Living in a memory is hardly cruel or deadly (Almost begging the question. One could hardly call that 'living'. This particular line upset him. She used the 'f' word.)

"Do you take much care to be fashionable, Satori?" It almost came out like a growl. He knew she wasn't base enough for that. She couldn't be; she was too old. She had seen many fashions come and go; how could she ever be stupid enough to grant them any dignity?

Finally, he addressed her last mistake. "I don't doubt your existence, Satori. It's continuation, yes, but not the thing itself. Genessia seems to have made it sturdier than ever, actually. Koishi told me quite a bit about Youkai, and the conditions they require. Among them--for your particular type, anyway--a sort of shared, mountain-monster mythology. Supposedly, if that goes, so do you.

Now, I can't claim to know what's in the heads of everyone here. But I very much doubt it's anything like the number or the consistency of Gensokyo. They came from different worlds entirely, so unless your aspect is truly universal, I doubt you'd last. Yet here you are, seemingly untroubled by a smaller, less agreeably superstitious world. Your existence, present circumstances aside--oh, how I wish it cast aside!--seems well spoken for."

And now her last question: what is he saving her from? Looks like Ted will be repeating himself a lot today.

"Yourself? Not quite. How easy I'd have it were I like everyone else, and merely liked you and left you alone with naught but drowsy benevolence. But I love you, and so am not satisfied with so little. Thus, I'm against you and for you all at once." He chuckled, getting it in his head to poke fun at her way of talking. "A thorny rose indeed. Yet I think you understand that dual dance."

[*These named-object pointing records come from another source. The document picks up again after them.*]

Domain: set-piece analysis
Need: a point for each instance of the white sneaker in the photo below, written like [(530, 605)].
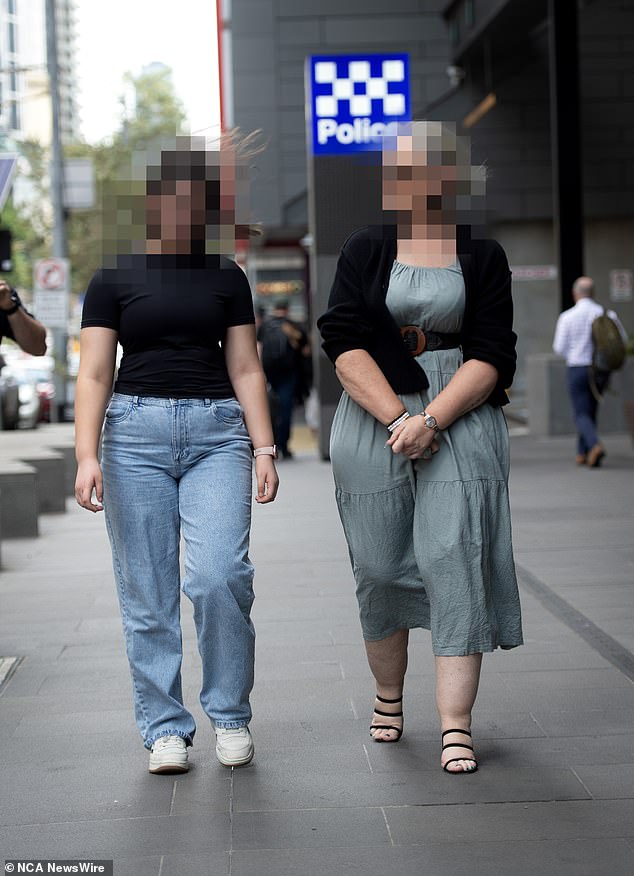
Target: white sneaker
[(234, 747), (169, 755)]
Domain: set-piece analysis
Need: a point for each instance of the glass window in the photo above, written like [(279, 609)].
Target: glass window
[(14, 117)]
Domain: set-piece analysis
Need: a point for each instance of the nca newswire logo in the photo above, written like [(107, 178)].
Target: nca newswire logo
[(352, 99)]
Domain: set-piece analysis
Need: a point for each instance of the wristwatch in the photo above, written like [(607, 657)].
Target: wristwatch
[(17, 304), (430, 421), (266, 451)]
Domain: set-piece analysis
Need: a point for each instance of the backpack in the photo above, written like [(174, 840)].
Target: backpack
[(278, 356), (608, 352)]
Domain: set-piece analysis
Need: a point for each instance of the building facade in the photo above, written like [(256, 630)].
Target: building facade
[(461, 53)]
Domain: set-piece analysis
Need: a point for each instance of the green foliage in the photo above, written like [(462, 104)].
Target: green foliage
[(154, 112)]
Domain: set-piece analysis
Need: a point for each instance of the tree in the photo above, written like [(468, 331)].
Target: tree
[(153, 112)]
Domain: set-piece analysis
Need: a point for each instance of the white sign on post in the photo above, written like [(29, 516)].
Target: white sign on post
[(621, 285), (51, 291)]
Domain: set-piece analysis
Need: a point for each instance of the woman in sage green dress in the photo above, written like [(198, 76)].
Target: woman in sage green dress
[(419, 327)]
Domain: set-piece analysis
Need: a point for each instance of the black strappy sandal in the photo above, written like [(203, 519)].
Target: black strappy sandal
[(396, 729), (455, 759)]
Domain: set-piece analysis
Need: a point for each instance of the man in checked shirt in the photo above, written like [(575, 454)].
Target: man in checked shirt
[(573, 341)]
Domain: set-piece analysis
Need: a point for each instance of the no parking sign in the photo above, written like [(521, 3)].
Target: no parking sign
[(51, 289)]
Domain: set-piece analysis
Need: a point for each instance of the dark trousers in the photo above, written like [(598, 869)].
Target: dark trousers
[(584, 405), (284, 388)]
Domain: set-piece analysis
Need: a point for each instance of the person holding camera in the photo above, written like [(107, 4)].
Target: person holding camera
[(18, 324)]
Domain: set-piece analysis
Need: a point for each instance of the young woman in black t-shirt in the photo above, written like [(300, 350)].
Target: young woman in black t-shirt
[(189, 405)]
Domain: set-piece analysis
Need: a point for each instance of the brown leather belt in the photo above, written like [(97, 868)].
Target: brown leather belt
[(417, 341)]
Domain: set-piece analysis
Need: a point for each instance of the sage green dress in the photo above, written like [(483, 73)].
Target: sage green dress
[(430, 540)]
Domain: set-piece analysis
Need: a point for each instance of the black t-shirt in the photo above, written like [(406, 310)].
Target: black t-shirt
[(171, 314)]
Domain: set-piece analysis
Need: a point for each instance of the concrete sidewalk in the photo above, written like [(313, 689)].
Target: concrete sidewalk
[(554, 724)]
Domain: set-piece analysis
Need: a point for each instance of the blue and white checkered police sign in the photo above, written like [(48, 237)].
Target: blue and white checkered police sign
[(353, 98)]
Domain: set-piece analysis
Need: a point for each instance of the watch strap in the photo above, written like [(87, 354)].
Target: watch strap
[(17, 303), (266, 451)]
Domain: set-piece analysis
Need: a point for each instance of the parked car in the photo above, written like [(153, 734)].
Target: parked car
[(9, 399), (30, 406), (32, 371)]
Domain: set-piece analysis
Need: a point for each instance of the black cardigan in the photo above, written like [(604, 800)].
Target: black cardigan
[(358, 319)]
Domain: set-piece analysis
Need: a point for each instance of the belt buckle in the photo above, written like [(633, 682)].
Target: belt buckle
[(414, 339)]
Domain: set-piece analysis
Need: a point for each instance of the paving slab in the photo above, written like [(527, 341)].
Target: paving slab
[(553, 723)]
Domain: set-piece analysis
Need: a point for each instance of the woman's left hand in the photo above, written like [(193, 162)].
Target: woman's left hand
[(413, 439), (267, 479)]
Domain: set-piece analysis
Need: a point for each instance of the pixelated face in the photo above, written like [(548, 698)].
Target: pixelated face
[(196, 196), (176, 212), (411, 184), (184, 195), (427, 175)]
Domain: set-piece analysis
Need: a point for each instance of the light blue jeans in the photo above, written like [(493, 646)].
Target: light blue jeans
[(173, 466)]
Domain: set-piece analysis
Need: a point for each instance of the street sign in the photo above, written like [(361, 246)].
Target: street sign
[(534, 272), (353, 98), (621, 285), (51, 291)]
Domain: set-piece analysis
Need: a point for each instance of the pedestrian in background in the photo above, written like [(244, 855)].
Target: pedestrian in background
[(285, 354), (573, 341), (18, 324), (419, 327), (188, 406)]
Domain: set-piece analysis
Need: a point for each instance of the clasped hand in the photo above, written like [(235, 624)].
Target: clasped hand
[(413, 438)]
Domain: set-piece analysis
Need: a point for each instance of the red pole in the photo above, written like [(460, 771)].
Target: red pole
[(219, 33)]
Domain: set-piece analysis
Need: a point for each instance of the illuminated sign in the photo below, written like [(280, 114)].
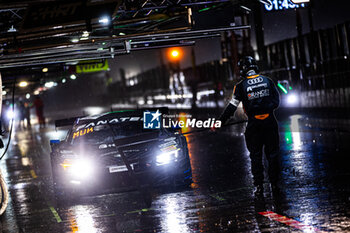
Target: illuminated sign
[(58, 13), (300, 1), (92, 66), (278, 5)]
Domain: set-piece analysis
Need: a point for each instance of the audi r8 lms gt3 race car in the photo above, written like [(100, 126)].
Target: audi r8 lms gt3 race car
[(113, 151)]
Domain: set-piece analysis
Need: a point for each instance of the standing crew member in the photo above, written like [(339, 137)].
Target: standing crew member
[(260, 98)]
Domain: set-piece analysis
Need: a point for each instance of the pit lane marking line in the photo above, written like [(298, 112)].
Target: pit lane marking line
[(55, 214), (217, 197), (288, 221), (137, 211)]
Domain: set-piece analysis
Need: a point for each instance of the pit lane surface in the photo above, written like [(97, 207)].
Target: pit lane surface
[(316, 187)]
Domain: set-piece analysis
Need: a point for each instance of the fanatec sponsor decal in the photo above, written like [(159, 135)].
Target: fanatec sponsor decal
[(110, 121), (178, 121)]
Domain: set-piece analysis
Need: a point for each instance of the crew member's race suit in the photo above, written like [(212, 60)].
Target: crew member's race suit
[(260, 98)]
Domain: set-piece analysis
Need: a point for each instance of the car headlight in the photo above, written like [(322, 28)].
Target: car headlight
[(79, 168), (167, 157), (10, 114), (292, 99)]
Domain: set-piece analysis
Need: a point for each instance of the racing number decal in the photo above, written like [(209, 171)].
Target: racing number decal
[(83, 132)]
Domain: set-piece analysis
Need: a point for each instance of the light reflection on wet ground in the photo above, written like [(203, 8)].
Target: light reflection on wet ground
[(315, 187)]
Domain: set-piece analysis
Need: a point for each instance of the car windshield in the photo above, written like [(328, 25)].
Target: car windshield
[(103, 134)]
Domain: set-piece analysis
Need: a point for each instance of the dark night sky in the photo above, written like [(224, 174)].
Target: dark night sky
[(277, 26), (326, 13)]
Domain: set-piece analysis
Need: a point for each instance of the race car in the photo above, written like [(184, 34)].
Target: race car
[(112, 152)]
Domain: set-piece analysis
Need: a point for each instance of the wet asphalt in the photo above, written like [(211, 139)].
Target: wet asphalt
[(315, 189)]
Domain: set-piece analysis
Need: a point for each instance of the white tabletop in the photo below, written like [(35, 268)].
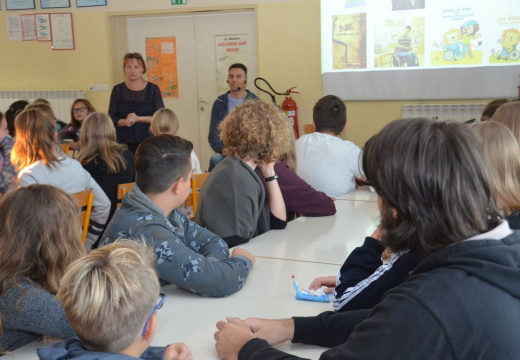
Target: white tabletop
[(267, 293), (326, 239)]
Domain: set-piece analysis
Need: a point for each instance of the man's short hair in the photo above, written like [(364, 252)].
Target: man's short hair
[(239, 66), (330, 115), (160, 161), (434, 175), (108, 294)]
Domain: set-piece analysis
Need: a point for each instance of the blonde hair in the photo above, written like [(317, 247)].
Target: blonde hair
[(255, 131), (164, 121), (98, 137), (108, 294), (35, 139), (509, 115), (502, 155)]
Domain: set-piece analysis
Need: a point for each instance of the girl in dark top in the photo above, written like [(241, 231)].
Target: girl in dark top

"Your memory becoming a nightmare? No; if it did that I might start to believe. That, arguably, is the strongest argument against it. Reality, as known by anyone who's ever known trouble, rarely consents to please us. Yet these archways do so continually. Even Adachi's nightmare was congenial to him. When is truth ever so comfortable?"

"Your sins? There's only one who can save you from those. You know full well what I want to save you from: death. The vanity and oblivion that takes and continues to take people away from me, which I'm sure follows these lies unfailingly."

And when he thought about how miserable Old Hell was, and how serious he was, he tried to change. He thought of the ending to Something Wicked This Way Comes; the way the father had to make angelic merriment with his son to save a boy from the jaws of death. Was there much reason to be glum? Might he not try and recapture the gaiety and foolish happiness that, in better days, came so naturally to him? He revived the smile he had so often, and made fun.

"Well, your soliloquies are just as fatuous and gassy as ever. But I can't quite decide who that favors; is that Old Hell's doing, or something you've yet kept?"